What are the three ways to solve math problems? I forgot.

3. ## Re: challenging rate problem

Since Tom must jog 1 lap (640 m) more than John before catching up,
then the problem is same as Tom starting off 1 lap (640m) behind John:
Code:
(640)            John........@ a mpm.............>16 min

Tom.......................@ (160 - a) mpm.....................>16 min
Since they meet every 4 min if starting in different directions, then
combined speed is 640/4 = 160 mpm (meters per minutes):
then, let John's speed = a mpm: then Tom's speed = 160 - a mpm.

Using the basic speed = distance / time formula, then for Tom:
(16a + 640) / (160 - a) = 16
Solve to get a = 60 : so Tom's speed = 160 - 60 = 100 mpm.

So time for Tom to jog 1 lap = 640 / 100 = 6.4 min = 6 min 24 sec.

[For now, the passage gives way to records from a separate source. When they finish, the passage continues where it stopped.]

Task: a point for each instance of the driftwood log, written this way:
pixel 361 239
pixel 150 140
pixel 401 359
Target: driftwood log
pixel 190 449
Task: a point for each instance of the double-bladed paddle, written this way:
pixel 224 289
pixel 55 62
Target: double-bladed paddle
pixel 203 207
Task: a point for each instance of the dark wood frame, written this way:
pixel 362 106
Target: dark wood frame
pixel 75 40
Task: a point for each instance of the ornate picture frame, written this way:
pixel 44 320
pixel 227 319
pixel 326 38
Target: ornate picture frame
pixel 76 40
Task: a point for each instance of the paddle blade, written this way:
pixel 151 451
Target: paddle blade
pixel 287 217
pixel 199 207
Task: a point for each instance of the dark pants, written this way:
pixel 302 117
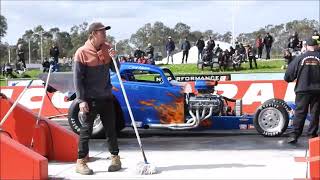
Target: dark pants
pixel 303 102
pixel 254 60
pixel 260 52
pixel 105 109
pixel 185 54
pixel 200 54
pixel 268 49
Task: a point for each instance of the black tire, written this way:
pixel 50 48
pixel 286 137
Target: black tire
pixel 279 101
pixel 98 130
pixel 271 119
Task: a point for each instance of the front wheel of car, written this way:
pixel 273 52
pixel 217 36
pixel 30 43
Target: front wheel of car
pixel 271 119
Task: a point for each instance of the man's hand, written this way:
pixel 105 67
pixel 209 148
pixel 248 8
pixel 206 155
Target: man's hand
pixel 84 107
pixel 112 52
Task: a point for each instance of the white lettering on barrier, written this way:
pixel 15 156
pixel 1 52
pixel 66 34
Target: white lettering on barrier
pixel 229 90
pixel 290 94
pixel 258 92
pixel 26 99
pixel 58 100
pixel 7 92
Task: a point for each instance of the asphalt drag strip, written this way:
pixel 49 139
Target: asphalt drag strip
pixel 195 155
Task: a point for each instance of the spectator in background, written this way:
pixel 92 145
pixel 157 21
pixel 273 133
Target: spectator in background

4. ## Re: challenging rate problem

Originally Posted by ArcherSam
What are the three ways to solve math problems? I forgot.
LSP: Listen, Study, Practice !

How did you get this: "640meters/4mintues = 120meters" ? 640 / 4 = 160 ; no coffee yet?

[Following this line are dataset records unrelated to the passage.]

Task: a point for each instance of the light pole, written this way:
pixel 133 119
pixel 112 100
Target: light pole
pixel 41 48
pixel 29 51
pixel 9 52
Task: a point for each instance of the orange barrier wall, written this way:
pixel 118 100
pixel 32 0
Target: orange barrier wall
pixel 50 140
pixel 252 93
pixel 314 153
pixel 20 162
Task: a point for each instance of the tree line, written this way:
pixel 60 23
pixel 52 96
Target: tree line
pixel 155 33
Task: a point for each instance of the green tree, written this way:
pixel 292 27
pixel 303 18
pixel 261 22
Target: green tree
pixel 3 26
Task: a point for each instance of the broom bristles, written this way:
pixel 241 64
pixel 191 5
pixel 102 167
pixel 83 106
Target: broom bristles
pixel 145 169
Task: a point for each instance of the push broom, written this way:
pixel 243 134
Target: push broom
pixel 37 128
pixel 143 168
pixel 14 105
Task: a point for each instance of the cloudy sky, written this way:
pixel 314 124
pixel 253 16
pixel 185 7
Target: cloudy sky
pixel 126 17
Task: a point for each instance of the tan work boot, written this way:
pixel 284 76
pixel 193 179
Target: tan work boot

5. ## Re: challenging rate problem

Originally Posted by Wilmer
Since Tom must jog 1 lap (640 m) more than John before catching up,
then the problem is same as Tom starting off 1 lap (640m) behind John:
Code:
(640)            John........@ a mpm.............>16 min

Tom.......................@ (160 - a) mpm.....................>16 min
Since they meet every 4 min if starting in different directions, then
combined speed is 640/4 = 160 mpm (meters per minutes):
then, let John's speed = a mpm: then Tom's speed = 160 - a mpm.

Using the basic speed = distance / time formula, then for Tom:
(16a + 640) / (160 - a) = 16
Solve to get a = 60 : so Tom's speed = 160 - 60 = 100 mpm.

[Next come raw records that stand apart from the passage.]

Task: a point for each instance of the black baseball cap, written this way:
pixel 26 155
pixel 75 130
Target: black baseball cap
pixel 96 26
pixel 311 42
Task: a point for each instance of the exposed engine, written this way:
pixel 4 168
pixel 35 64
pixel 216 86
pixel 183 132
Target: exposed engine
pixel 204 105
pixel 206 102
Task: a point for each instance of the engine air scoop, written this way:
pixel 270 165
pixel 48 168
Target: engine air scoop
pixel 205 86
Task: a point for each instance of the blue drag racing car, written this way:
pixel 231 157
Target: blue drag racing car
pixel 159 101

So time for Tom to jog 1 lap = 640 / 100 = 6.4 min = 6 min 40 sec.

thanks but is'nt 6.4 mins equals 6 mins and 24 secs.

6. ## Re: challenging rate problem

Can you explain how you reason out that Tom must jog 1 lap (640 m) more than John before catching up.
They started at the same point ( for eg point A) and I wonder whether they meet at same point A after 16 mins.
thanks

7. ## Re: challenging rate problem

Originally Posted by kingman
thanks but is'nt 6.4 mins equals 6 mins and 24 secs.

8. ## Re: challenging rate problem

Originally Posted by kingman
Can you explain how you reason out that Tom must jog 1 lap (640 m) more than John before catching up.
They started at the same point ( for eg point A) and I wonder whether they meet at same point A after 16 mins.
thanks
A little "difficult" to "see", I agree; here's proof:
16 min @ 100 = 1600 m - 2*640 = 320
16 min @ 60 = 960 - 640 = 320
So Tom catches up at point 320 m , having gone around 1 extra "640".

Anyhow, YOU draw a circle and simulate what's happening; you'll see!

9. ## Re: challenging rate problem

I agree that it's difficult to see if they're both moving. But if you use the standard trick of letting John stand still the whole time and Tom run at the rate of T-J, where T is Tom's speed and J is John's, then Tom will complete a lap at this new speed in 16 minutes, giving 16(T-J)=640.

You also know that if you combine their speeds, they do a lap in 4 minutes, so 4(T+J)=640.

10. ## Re: challenging rate problem

Originally Posted by LoblawsLawBlog
But if you use the standard trick...
Agree LLB; however, I feel it is better for someone to first understand...then use shortcuts...